Every year, 26,000 babies are stillborn in America. In 2003, one of them was my son.

Monday, October 4, 2010

Searching for the Answers to Stillbirth

I came across an article written in March 2006 by journalist Suzanne Pullen of the San Francisco Chronicle and wanted to share some of it here with you. Ms. Pullen lost her son Avery in 2005 at 24 weeks.

She cites statistics I have mentioned in earlier posts and backs up my hope--the hope of stillbirth parents everywhere--that more research will be done into stillbirth. Here are a few excerpts from her article: (complete article can be accessed here)

"Searching for answers will provide little solace to many parents because so little research has been done on the causes of stillbirth -- classified by most in the medical community as the death of a fetus at or beyond 20 week's gestation. The efforts of many researchers have been stymied by the lack of standardized methods of reporting stillbirths and the collection of data from hospital to hospital, county to county, state to state. Fetal autopsies -- which are not covered by all insurance companies and have no national protocol -- are not required by law or hospital policy unless foul play is suspected."


"Stillbirth has been an extremely under-researched area," said Dr. Uma Reddy, an OB/GYN with the National Institutes of Health. "There is a huge gap in information."

Why? Why is stillbirth so under-researched? When will people understand that something needs to be done?

I spoke this morning with the husband of a friend. He and his wife lost their second child, a son, at full-term just one year ago. They don't know why he died. She is now pregnant with another son and they are, of course, terrified. Neither of them hail from the U.S.; both come from different European countries. My friend's husband, a scientist and Ph.D., told me how shocked he was at the statistics for stillbirth in this country. In their native countries cases of stillbirth are much, much lower. Why? He thinks, perhaps, medical professionals in their native countries have more awareness of the issue, pay more attention to risk factors.
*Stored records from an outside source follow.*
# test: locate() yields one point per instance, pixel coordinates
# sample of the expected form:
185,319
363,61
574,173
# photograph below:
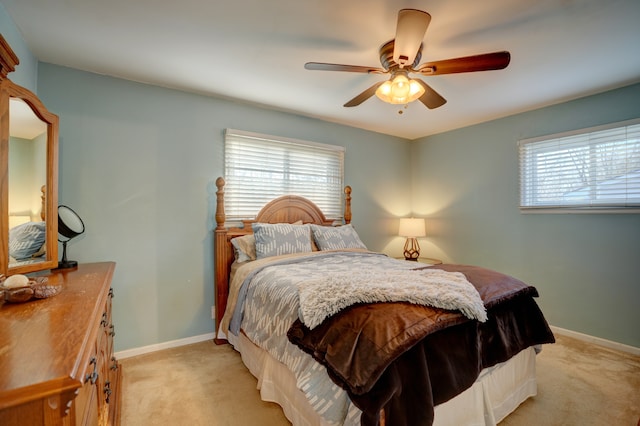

Yes, it's anecdotal, but--what if he's right?

We can cut the numbers of babies stillborn every year down dramatically, if we, as a nation, only have the will.

What will it take?


Catherine W said...

It is frightening how little research there appears to be into stillbirth. I suspect that the 'diagnosis' of stillbirth covers a wide range of circumstances, in reality.

In the UK, just under 3,500 babies were born still in 2008. That is around a third of the total number of women who died from breast cancer in the same year. The amount of funding, research and awareness raising for breast cancer as opposed to stillbirth is disproportionate. Not that there should be less for breast cancer but stillbirth should attract more!

Looking at the return on your investment, cost per quality adjusted years of life and other such measures, it seems that research in this area could really pay off. If a stillbirth could be prevented, then imagine the benefit in those terms. If you could prevent the death of a very young baby you could potentially be 'purchasing' years and years of healthy life. I always use this argument to justify the cost of all the treatment J received (a lot of people in this country don't agree with treating very premature infants.) That she was expensive at the start but there is no reason to believe that she won't achieve a full, healthy life expectancy and the healthcare system will receive a good return upon its initial investment.

Hateful to think of it in such terms but needs must when the devil drives as they say. All healthcare systems are constrained by resources but, when I think of the ramifications of infant death and stillbirth, I can't help but think it deserves more.

And I obviously can't leave the office behind at the end of the day!

Virginia said...

Catherine, I agree. I understand there aren't resources enough to go around, but perhaps with wiser allocation, some of these issues could be solved, or at least improved. (And by wiser allocation, I mean let's not spend $5,000 on a toilet seat at the Pentagon...let's take the wasted money and spend it wisely.)